DBS Group Research has downgraded United Overseas Bank (UOB) to "hold", lowering its target price for UOB to S$25.50, from S$27.20 previously. Similarly, CGS-CIMB has downgraded UOB to "hold" and lowered its target price for UOB to S$24.91 from its target price on Feb 28 of S$28.39.
UOB shares closed at S$23.74 on Thursday, down S$0.26 or 1.1 per cent on a cum-dividend basis.
CGS-CIMB and DBS Group Research are maintaining "hold" on their ratings for OCBC Bank. DBS Group Research lowered OCBC's target price to S$11.00, from S$11.50 previously, while CGS-CIMB lowered its target price for OCBC to S$11.05 from its target price on Feb 28 of S$11.64.
Shares of OCBC closed at S$10.42 on Thursday, down S$0.13 or 1.2 per cent on a cum-dividend basis.
As for DBS, CGS-CIMB downgraded its rating to "hold", with a lower target price of S$24.33 from its target price on Feb 28 of S$27.09.

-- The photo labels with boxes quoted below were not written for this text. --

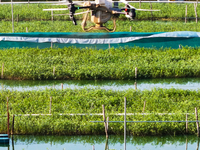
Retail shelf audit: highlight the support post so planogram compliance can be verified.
[53,66,55,76]
[134,82,137,90]
[11,115,15,135]
[1,63,4,79]
[142,101,146,113]
[51,10,53,22]
[49,96,52,114]
[124,97,126,150]
[135,67,137,79]
[7,97,10,137]
[185,5,187,23]
[195,107,199,137]
[61,83,63,90]
[11,0,14,33]
[194,3,198,23]
[149,2,153,21]
[102,105,108,138]
[185,114,188,133]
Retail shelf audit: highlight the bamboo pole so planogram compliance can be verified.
[124,97,126,150]
[11,0,14,33]
[49,96,52,114]
[53,66,55,76]
[185,114,188,133]
[195,107,199,137]
[1,63,4,79]
[134,82,137,90]
[11,115,15,135]
[61,83,63,90]
[17,14,19,23]
[185,138,188,150]
[135,67,137,79]
[194,3,198,23]
[7,97,10,137]
[185,5,187,23]
[149,2,153,21]
[51,10,53,22]
[142,101,146,113]
[102,105,108,138]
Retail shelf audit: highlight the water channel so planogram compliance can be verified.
[0,78,200,91]
[0,135,199,150]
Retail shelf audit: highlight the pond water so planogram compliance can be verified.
[0,78,200,91]
[0,135,199,150]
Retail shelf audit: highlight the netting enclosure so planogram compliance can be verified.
[0,31,200,49]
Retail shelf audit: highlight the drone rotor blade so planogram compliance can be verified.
[43,8,68,11]
[66,11,90,15]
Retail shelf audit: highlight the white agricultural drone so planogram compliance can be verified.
[43,0,159,32]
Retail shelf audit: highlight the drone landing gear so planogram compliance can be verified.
[82,19,116,32]
[82,9,116,32]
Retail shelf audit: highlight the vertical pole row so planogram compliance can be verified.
[185,5,187,23]
[194,3,198,23]
[185,114,188,133]
[102,105,108,138]
[11,0,14,33]
[7,97,10,137]
[1,63,4,79]
[135,67,137,79]
[124,97,126,150]
[49,96,52,114]
[142,101,146,113]
[195,107,199,137]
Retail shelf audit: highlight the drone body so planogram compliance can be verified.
[44,0,159,32]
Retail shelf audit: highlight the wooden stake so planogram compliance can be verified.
[49,96,52,114]
[135,67,137,79]
[149,2,153,21]
[185,138,188,150]
[1,63,4,79]
[194,3,198,23]
[7,97,10,137]
[53,67,55,76]
[107,117,109,131]
[61,83,63,90]
[102,105,108,138]
[195,107,199,137]
[17,14,19,23]
[142,101,146,113]
[134,82,137,90]
[185,5,187,23]
[11,115,15,135]
[124,97,126,150]
[185,114,188,133]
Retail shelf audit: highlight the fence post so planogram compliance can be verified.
[102,105,108,138]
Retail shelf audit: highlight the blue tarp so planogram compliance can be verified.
[0,31,200,49]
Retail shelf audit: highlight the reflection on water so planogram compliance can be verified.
[0,135,199,150]
[0,78,200,91]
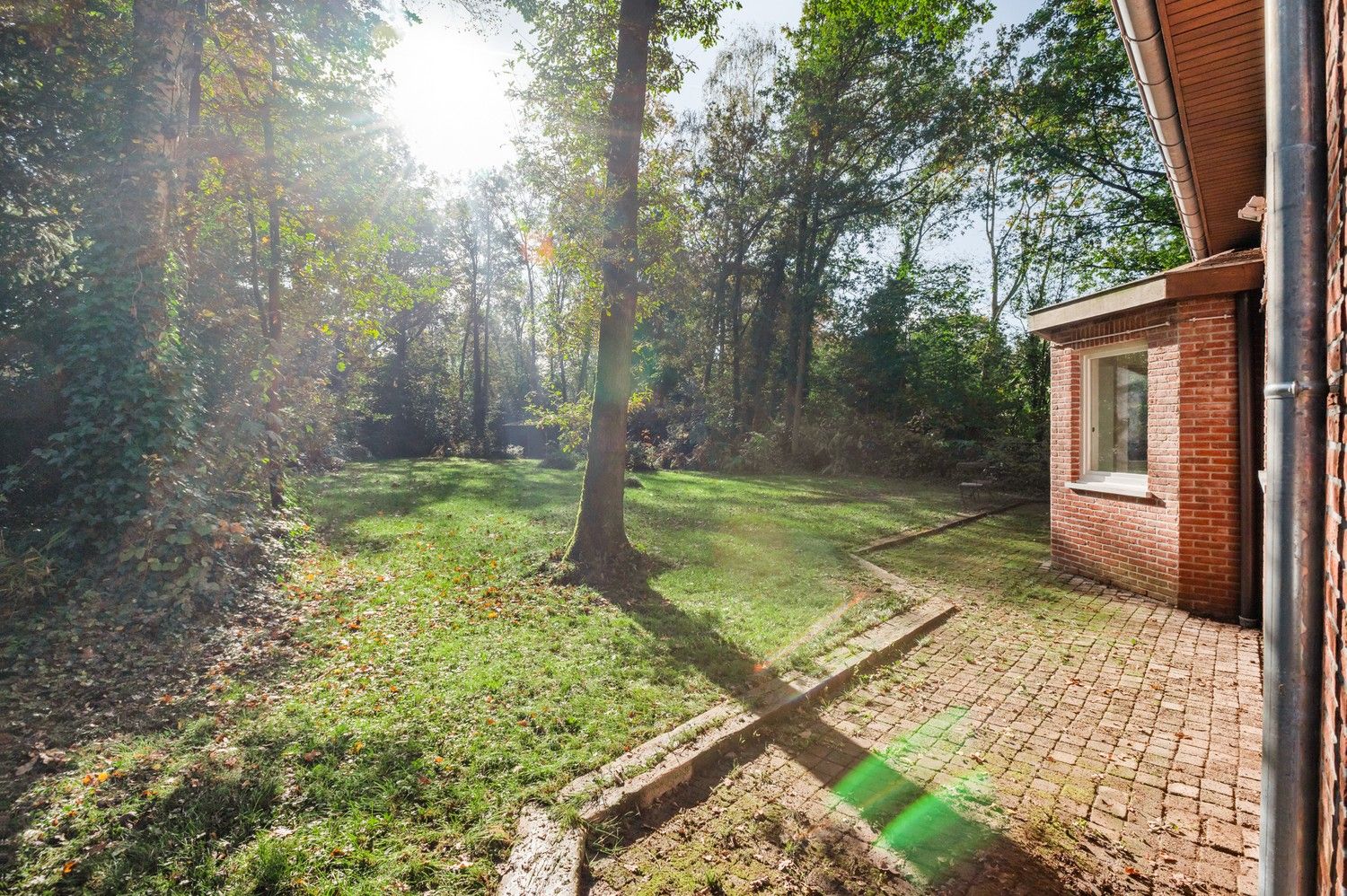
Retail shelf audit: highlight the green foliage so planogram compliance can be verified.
[0,460,958,893]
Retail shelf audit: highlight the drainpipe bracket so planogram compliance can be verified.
[1263,380,1328,399]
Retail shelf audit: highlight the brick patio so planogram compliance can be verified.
[592,509,1263,896]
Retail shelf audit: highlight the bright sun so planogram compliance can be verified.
[384,7,519,178]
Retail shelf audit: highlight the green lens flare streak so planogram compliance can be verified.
[832,708,996,880]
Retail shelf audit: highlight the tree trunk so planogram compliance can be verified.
[566,0,659,573]
[58,0,194,544]
[261,18,286,511]
[740,241,786,431]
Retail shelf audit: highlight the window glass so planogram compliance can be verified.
[1090,350,1147,473]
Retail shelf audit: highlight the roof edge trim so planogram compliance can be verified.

That said, CGS-CIMB said it prefers DBS out of the three lenders for its better track record of margin management, dividend visibility and small and medium enterprise portfolio.
Meanwhile, OCBC Investment Research maintained a "hold" rating for DBS with a lowered fair value estimate of S$25.50, compared to its fair value estimate of S$27.50 from a Feb 13 report.
The fair value estimate for DBS also accounts for the risk of a more prolonged virus outbreak situation than anticipated before.
In addition, OCBC Investment Research noted that DBS is relatively more rate sensitive compared to UOB, given its larger proportion of US dollar-denominated loans and a higher ratio of deposits in its current and savings accounts to total deposits. The bank's capital position, however, remains solid, the report added.
DBS shares closed at S$23.60 on Thursday, down S$0.31 or 1.3 per cent on a cum-dividend basis.